Boarding for ISS: Imbalanced Self-Supervised: Discovery of a Scaled Autoencoder for Mixed Tabular Datasets
Samuel Stocksieker, Denys Pommeret, Arthur Charpentier

TL;DR
This paper addresses the challenge of imbalanced data in self-supervised learning for tabular datasets, proposing a novel balanced MSE metric for autoencoders that improves reconstruction quality in imbalanced scenarios.
Contribution
It introduces a Multi-Supervised Balanced MSE metric for autoencoders, specifically designed to handle imbalanced categorical variables in tabular data, improving learning outcomes.
Findings
Balanced MSE outperforms standard MSE on imbalanced datasets
Proposed metric reduces reconstruction error in imbalanced scenarios
Similar results to standard MSE when data is balanced
Abstract
The field of imbalanced self-supervised learning, especially in the context of tabular data, has not been extensively studied.
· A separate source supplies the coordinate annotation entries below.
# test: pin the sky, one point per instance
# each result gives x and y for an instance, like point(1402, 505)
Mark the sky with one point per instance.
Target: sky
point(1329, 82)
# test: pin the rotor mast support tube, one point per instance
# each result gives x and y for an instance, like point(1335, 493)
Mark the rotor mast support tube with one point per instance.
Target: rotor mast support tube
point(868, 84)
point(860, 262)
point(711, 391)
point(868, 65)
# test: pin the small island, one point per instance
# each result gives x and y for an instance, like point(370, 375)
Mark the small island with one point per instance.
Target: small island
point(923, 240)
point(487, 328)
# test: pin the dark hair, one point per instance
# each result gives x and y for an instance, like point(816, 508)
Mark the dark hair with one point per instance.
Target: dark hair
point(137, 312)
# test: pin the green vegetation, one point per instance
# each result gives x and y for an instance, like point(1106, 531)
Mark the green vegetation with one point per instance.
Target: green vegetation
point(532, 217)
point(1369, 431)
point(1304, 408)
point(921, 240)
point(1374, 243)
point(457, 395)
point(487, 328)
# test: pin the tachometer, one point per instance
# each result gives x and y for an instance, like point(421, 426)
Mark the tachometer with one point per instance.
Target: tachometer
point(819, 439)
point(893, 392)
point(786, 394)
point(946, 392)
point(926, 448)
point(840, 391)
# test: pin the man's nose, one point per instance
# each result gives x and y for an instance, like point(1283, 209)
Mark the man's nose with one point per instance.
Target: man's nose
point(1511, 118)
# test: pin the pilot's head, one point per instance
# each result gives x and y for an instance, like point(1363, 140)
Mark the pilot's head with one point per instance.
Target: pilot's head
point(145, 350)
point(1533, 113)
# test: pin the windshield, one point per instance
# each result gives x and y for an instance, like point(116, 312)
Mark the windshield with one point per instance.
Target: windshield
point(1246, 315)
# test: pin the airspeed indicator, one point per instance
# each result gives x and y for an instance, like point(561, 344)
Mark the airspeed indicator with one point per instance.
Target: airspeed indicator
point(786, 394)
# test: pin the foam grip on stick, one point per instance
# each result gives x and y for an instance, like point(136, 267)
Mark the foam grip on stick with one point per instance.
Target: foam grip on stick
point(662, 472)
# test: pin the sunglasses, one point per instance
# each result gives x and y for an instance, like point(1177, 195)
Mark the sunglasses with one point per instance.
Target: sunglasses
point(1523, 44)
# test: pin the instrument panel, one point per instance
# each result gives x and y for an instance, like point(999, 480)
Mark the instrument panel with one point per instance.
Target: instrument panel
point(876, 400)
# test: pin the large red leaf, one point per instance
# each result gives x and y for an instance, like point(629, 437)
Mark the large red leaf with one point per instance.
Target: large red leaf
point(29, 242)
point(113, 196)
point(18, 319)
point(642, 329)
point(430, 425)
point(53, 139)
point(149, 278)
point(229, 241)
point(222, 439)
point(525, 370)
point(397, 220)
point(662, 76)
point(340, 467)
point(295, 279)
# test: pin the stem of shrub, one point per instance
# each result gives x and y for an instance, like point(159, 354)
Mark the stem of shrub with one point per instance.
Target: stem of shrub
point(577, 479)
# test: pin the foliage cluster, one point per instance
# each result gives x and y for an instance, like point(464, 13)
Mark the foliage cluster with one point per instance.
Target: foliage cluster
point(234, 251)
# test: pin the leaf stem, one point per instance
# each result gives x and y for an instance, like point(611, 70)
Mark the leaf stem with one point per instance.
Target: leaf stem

Existing research has predominantly focused on image datasets. This paper aims to fill this gap by examining the specific challenges posed by data imbalance in self-supervised learning in the domain of tabular data, with a primary focus on autoencoders. Autoencoders are widely employed for learning and constructing a new representation of a dataset, particularly for dimensionality reduction. They are also often used for generative model learning, as seen in variational autoencoders. When dealing with mixed tabular data, qualitative variables are often encoded using a one-hot encoder with a standard loss function (MSE or Cross Entropy). In this paper, we analyze the drawbacks of this approach, especially when categorical variables are imbalanced. We propose a…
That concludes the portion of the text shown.